With that frayed feather in my hat, I was late meeting up with Tim at the 10th street/Russian Turkish Bathhouse. We got into our poverty shorts and towels and met two chicks from the UK - their virgin tour. I acted the guide and got them hip to all the rooms. The minute I tell the tall brunette w/the eyeglasses that my gal-pal is from the UK, they lose interest in what I have to offer. Maybe they were looking for interior massage? So, I order a massage myself from an older Asian woman named Gale who climbed on top of the table and straddled my body. My eyes shut tight. I didn't want to know. At one point, she lifted my legs up in the air and pressed them in-between her crotch and thighs, lifting me up and rocking me side to side. The only words she uttered in her broken English was "Please, don't hurt me." At that point I HAD to open my eyes. Nothing nefarious, we gave each other an eye-check and I closed my lids while she continued her flight of the bumblebee tuna dance. Tim and I hang another hour and split. Our faces feel like baby butts as snowflakes start to fall. We give Doug a call for grub and grab curry at PANNA on 6th street. Green lighting. Red onion chutney looks like black worms in a bowl. They put a space heater next to a kid at a table closer to the kitchen. I never took off my two sweaters. Fingers were frostbitten. Cheap eats, fair food, freezing cold decor. That's what you get when a whole street shares the same kitchen.

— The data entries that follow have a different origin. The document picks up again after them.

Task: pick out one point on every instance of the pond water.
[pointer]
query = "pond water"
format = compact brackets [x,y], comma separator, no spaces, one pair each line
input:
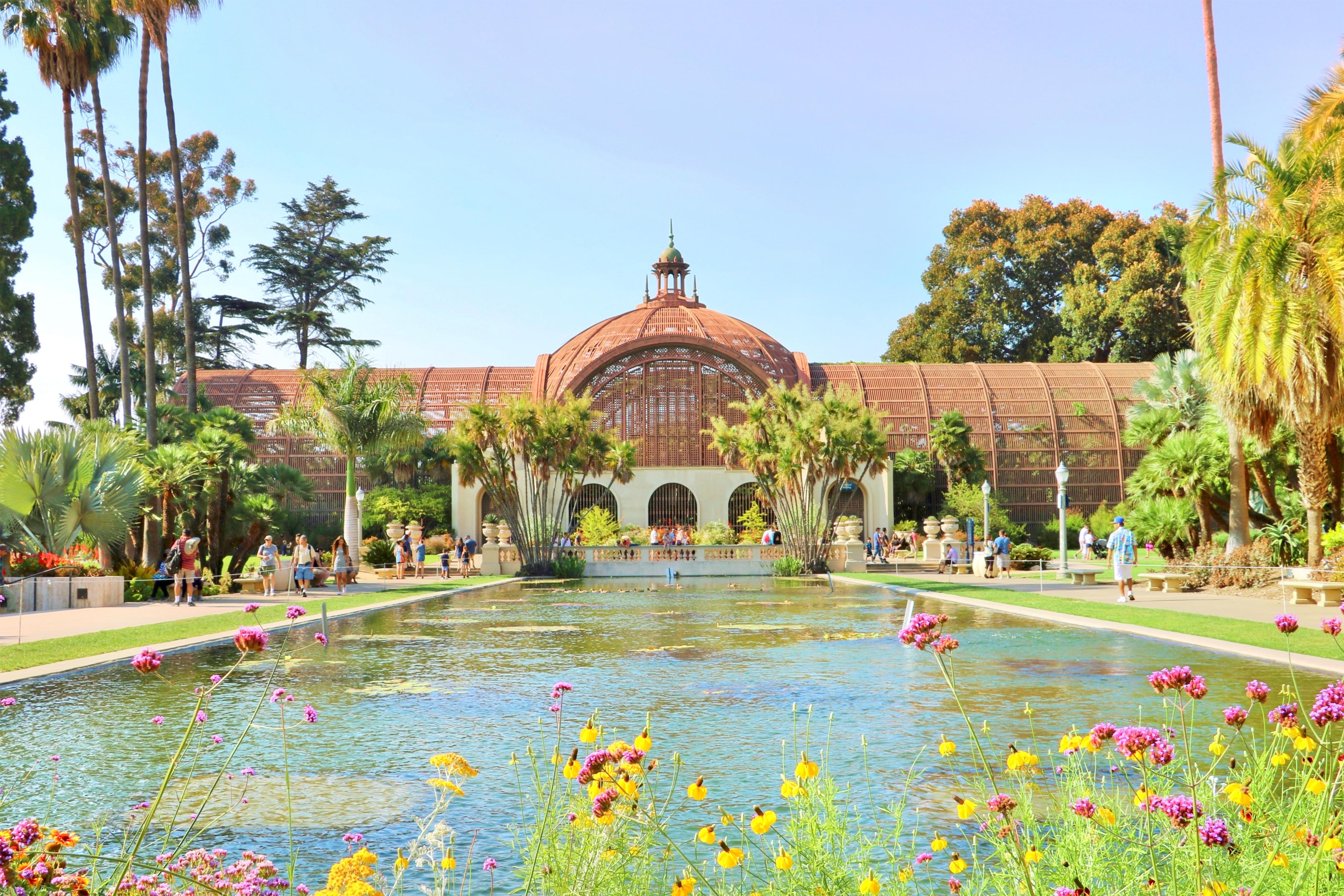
[720,664]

The three of us caught a 7:30PM show of FINAL DESTINATION 2, based on recommendations from my LJ posse. Whoah! Excellent bad B-movie flick with gore galore and suspense. Perfect for buttered popcorn and Goobers. The best $10 I've spent in awhile. Tim splits and Doug and I browse books & DVDs at MONDO KIM'S and comix at St. Mark's Comics before walking in the blizzard to the F-train and home. @1:30AM SBX called me from Florida. She and the girls had arrived safely. I could go to sleep knowing they were a-okay.